HTRC data access

Learn about the different access points and formats to the data HTRC provides, as well as the various affordances and limitations of each method. Your research project will largely dictate which method is best suited for your needs.

HTRC provides access to data from the HathiTrust corpus in several forms across its suite of tools and services for computational text analysis. Data is periodically synced from HathiTrust, but not all HTRC tools and services are updated on the same schedule. Additionally, copyright, user agreements, and security concerns impact data availability and format.

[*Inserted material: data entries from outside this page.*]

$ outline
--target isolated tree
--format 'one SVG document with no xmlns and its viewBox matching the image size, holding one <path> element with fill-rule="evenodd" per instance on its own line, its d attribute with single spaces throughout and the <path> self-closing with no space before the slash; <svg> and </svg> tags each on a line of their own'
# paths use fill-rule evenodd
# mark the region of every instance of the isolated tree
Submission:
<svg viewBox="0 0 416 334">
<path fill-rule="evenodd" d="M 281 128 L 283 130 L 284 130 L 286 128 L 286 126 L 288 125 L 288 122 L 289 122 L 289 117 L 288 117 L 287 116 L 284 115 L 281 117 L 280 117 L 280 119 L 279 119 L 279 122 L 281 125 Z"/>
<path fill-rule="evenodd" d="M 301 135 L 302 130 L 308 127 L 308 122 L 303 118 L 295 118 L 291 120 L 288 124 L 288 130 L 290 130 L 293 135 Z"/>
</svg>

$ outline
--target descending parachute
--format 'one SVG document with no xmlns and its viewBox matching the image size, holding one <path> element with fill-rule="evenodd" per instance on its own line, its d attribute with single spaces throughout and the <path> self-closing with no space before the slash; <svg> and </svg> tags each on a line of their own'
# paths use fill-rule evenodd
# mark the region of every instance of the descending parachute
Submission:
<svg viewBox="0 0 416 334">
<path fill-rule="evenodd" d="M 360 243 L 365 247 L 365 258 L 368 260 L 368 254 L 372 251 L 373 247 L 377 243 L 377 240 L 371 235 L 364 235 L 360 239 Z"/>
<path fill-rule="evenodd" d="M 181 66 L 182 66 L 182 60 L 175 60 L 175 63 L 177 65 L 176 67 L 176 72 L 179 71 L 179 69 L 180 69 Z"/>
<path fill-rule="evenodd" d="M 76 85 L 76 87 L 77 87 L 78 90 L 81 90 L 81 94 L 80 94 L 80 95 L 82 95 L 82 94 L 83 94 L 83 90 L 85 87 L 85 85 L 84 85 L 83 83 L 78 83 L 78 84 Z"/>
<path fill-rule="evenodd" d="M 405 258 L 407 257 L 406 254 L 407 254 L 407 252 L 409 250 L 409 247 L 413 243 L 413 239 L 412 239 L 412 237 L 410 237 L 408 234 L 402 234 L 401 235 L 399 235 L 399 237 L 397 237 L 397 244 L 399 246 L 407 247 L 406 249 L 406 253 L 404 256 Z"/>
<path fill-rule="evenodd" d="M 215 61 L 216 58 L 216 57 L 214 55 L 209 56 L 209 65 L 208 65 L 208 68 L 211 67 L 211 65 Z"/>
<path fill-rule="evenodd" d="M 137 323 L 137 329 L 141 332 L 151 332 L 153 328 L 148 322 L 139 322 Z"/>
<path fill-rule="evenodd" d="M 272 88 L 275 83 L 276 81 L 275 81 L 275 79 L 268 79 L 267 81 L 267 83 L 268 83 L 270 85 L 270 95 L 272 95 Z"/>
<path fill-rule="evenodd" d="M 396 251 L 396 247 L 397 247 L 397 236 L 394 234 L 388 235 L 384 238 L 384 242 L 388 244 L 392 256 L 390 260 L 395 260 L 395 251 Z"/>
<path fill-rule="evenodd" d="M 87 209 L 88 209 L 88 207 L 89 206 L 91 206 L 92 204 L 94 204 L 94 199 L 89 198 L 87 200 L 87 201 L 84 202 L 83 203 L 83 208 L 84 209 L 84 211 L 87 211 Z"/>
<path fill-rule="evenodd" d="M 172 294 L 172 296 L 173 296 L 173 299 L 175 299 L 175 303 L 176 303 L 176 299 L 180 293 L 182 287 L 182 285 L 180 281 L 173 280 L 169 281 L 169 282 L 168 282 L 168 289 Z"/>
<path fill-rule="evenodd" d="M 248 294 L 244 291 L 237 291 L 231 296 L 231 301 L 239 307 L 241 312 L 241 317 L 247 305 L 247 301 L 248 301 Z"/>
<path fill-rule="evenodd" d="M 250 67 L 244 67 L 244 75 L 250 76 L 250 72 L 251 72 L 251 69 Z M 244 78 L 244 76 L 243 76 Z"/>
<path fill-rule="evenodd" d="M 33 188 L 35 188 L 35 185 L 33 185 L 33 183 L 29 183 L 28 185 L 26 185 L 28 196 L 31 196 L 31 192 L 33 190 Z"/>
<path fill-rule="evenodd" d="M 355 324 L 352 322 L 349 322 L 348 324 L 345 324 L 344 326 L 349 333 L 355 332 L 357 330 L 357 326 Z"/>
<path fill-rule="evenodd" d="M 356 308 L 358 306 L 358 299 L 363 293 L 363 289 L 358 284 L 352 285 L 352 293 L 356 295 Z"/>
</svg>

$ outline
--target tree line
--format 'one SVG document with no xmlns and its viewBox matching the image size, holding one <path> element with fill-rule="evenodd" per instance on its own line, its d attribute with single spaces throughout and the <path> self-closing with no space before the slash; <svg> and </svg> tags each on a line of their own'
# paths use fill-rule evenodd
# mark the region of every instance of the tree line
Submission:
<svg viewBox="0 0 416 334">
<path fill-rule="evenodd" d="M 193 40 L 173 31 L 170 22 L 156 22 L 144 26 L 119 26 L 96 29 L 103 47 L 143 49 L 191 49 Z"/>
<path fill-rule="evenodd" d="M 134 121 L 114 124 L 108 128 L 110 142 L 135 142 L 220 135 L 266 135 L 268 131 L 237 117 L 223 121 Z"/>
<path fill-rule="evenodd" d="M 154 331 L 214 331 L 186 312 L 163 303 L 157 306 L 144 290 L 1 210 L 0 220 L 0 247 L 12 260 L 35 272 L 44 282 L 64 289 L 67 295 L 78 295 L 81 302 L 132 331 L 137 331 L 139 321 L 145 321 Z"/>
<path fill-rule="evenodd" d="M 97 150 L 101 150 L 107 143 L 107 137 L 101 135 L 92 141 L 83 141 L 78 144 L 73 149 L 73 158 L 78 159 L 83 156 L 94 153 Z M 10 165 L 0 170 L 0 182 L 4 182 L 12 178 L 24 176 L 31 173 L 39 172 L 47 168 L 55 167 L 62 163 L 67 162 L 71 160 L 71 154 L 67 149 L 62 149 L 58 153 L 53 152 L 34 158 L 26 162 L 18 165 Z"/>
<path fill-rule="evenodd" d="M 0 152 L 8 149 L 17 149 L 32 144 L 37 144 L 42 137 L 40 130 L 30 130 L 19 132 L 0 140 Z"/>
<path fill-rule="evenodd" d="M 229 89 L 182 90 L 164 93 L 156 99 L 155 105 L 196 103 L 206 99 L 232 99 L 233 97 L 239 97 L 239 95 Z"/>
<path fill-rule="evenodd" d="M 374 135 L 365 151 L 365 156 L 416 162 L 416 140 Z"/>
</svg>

HTRC algorithms and HTRC Data Capsules are capable of analyzing the entire HathiTrust corpus, and additionally make use of each volume’s MARC bibliographic and METS metadata. Both the HTRC algorithms and Capsule-environments draw from the HTRC Data API described below.
The HTRC makes available also two datasets, the HTRC Extracted Features Dataset and a dataset of Word Frequencies in English Language Literature, 1700-1922. HTRC Extracted Features includes metadata and extracted page-level data (words and word counts) for 15.7 million volumes.
HathiTrust+Bookworm visualizes data for 15.7 million volumes.

HathiTrust text data

Access options

The following table disambiguates textual data access, including availability and format, within the HTRC ecosystem.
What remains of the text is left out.